“What Does My Spouse’s Lawyer Think of Me?”
To many readers this question may seem bizarre. But it comes up a fair amount in the context of representing a client. It usually arises after a four way meeting or judicial settlement conference where both parties and both counsel are, literally, in the room and discussing the facts or their respective legal positions.
It is natural to want to be liked by strangers we meet. That aspiration does not simply disappear when a couple decides to split. But the range of emotions affecting the couple who are doing the splitting can be pretty amazing and highly inconsistent. As we noted recently, there are many instances where we can resolve really big issues only to find that discussions over personal property or whether “Fido” should have the same custody schedule as the children can cause the wheels to fall off the car called “Resolution.”
Clients sometimes think that the function of lawyers in these meetings is to be fair or impartial. The trouble with that is the judicial system is inherently adversary. Some lawyers take great pride in advocating for their clients, sometimes in ways that can seem irrational. Other lawyers pride themselves on keeping matters out of court and advocating compromise. But, at the end of the day, the rules regulating us make clear that our first loyalty is to the client and not “justice.” Yet there are also many other rules that bar us from participating in fraud or being deceptive to the courts which apply equally to how we work with clients.
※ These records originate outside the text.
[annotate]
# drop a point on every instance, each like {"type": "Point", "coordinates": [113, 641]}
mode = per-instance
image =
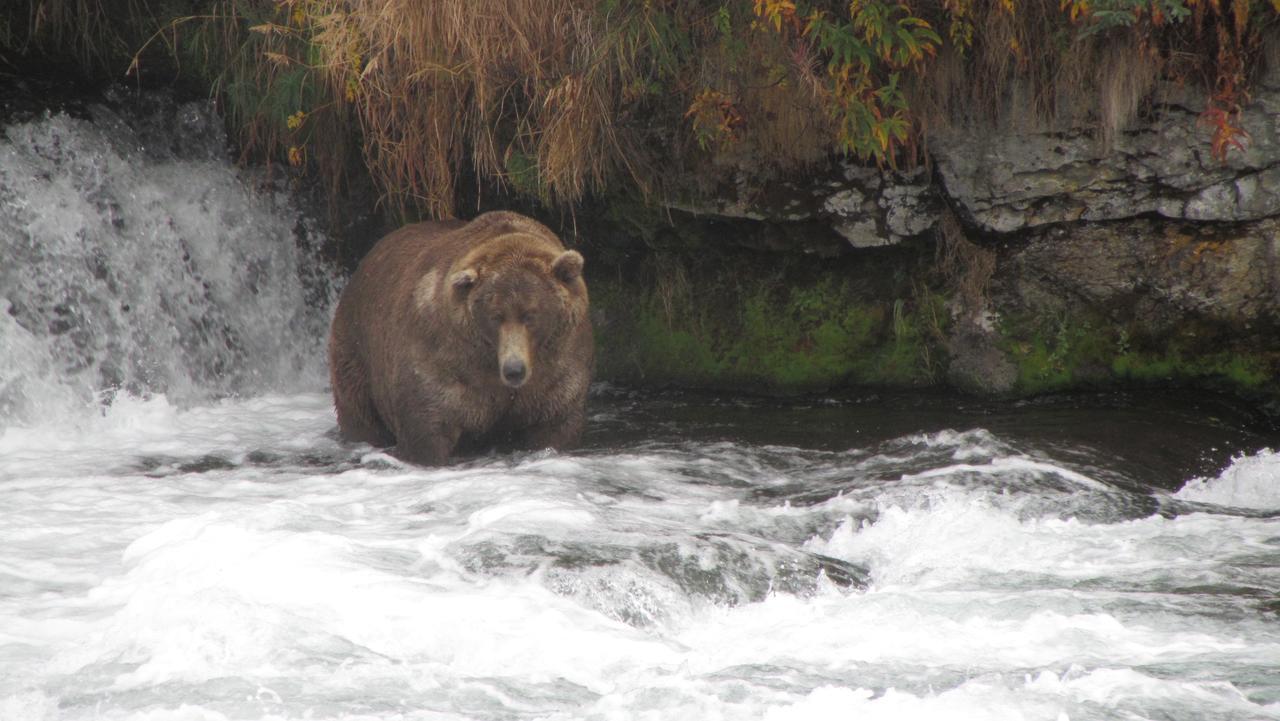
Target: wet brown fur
{"type": "Point", "coordinates": [414, 346]}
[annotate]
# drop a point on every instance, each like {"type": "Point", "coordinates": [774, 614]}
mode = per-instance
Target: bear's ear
{"type": "Point", "coordinates": [568, 267]}
{"type": "Point", "coordinates": [462, 281]}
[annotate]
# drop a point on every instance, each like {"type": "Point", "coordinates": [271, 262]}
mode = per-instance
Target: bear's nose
{"type": "Point", "coordinates": [513, 372]}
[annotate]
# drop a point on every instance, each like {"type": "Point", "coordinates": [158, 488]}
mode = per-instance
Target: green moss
{"type": "Point", "coordinates": [1074, 351]}
{"type": "Point", "coordinates": [734, 329]}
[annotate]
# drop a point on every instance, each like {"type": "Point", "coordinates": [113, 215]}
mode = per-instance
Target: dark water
{"type": "Point", "coordinates": [182, 535]}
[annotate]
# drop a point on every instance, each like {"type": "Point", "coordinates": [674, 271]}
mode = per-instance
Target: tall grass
{"type": "Point", "coordinates": [562, 99]}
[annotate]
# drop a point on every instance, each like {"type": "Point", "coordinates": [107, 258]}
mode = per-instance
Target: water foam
{"type": "Point", "coordinates": [1249, 482]}
{"type": "Point", "coordinates": [142, 265]}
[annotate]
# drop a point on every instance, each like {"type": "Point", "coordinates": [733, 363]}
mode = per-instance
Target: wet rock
{"type": "Point", "coordinates": [1159, 270]}
{"type": "Point", "coordinates": [863, 206]}
{"type": "Point", "coordinates": [1006, 179]}
{"type": "Point", "coordinates": [978, 365]}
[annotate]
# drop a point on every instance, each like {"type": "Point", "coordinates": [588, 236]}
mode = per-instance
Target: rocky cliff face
{"type": "Point", "coordinates": [1139, 259]}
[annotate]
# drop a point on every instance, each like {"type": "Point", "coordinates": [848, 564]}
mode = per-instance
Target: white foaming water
{"type": "Point", "coordinates": [233, 561]}
{"type": "Point", "coordinates": [202, 547]}
{"type": "Point", "coordinates": [137, 260]}
{"type": "Point", "coordinates": [1249, 482]}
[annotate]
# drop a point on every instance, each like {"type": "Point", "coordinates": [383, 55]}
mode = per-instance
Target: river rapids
{"type": "Point", "coordinates": [183, 537]}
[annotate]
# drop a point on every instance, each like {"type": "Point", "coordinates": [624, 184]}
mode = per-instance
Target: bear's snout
{"type": "Point", "coordinates": [513, 372]}
{"type": "Point", "coordinates": [513, 354]}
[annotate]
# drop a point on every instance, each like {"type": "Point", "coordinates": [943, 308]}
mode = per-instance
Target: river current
{"type": "Point", "coordinates": [183, 537]}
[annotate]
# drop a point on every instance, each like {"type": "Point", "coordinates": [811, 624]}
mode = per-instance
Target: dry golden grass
{"type": "Point", "coordinates": [435, 83]}
{"type": "Point", "coordinates": [561, 99]}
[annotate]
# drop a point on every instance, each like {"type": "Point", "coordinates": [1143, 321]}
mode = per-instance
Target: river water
{"type": "Point", "coordinates": [183, 537]}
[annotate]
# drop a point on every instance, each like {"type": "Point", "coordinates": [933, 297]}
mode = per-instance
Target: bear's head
{"type": "Point", "coordinates": [521, 302]}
Understand as well that there is a component of “acting” that goes with representing a client. The client typically wants us to act in ways that promote their interests rather than some neutral concept of justice. If you want neutrality, that’s what judges are there for, although we live in a day when there are heavy pushes to avoid litigation and just resolve things rather than conduct lengthy trials in search of truth.
So, if your opposing counsel growls at you or dismisses your observations as ridiculous; take heart. Chances are he or she did hear and did understand what you meant. In the divorce world that lawyer may have taken the same position yesterday that he so vigorously denigrates your uttering today. It was just in another case. Just about all of lawyers represent both men and women and rich and poor. We have all sat in meetings where parties or counsel bark that “You’ll never get 50/50 custody” or “You don’t deserve more than half the assets.” In a lot of those meetings, the lawyers know that shared custody is in the cards or that an even split is remote at best. But, it’s not good business to tell your client he/she is being ridiculous or overreaching.
If you sit in a meeting and see your own lawyer start acting in uncivil ways or talking down to your spouse or the other lawyer, ask for a break to chat alone. When you are alone, don’t hesitate to say to your attorney that you are uncomfortable with the stridence in language or form. Many times, a lawyer will get out ahead of the client trying to do the job of advocate. But in the end, this is your divorce or custody dispute, and the lawyer is there to serve your interests. If you find yourself being harassed or intimidated by the conduct of your spouse’s attorney, don’t rachet matters up. Just say: “Things seem to be more heated in our discussions than they should be, yes?” That tends to take some air out of the soaring rage your spouse or the other lawyer is fomenting. Courts in the United States divorce nearly 700,000 couples a year. Some can be done civilly if the parties and counsel work on it.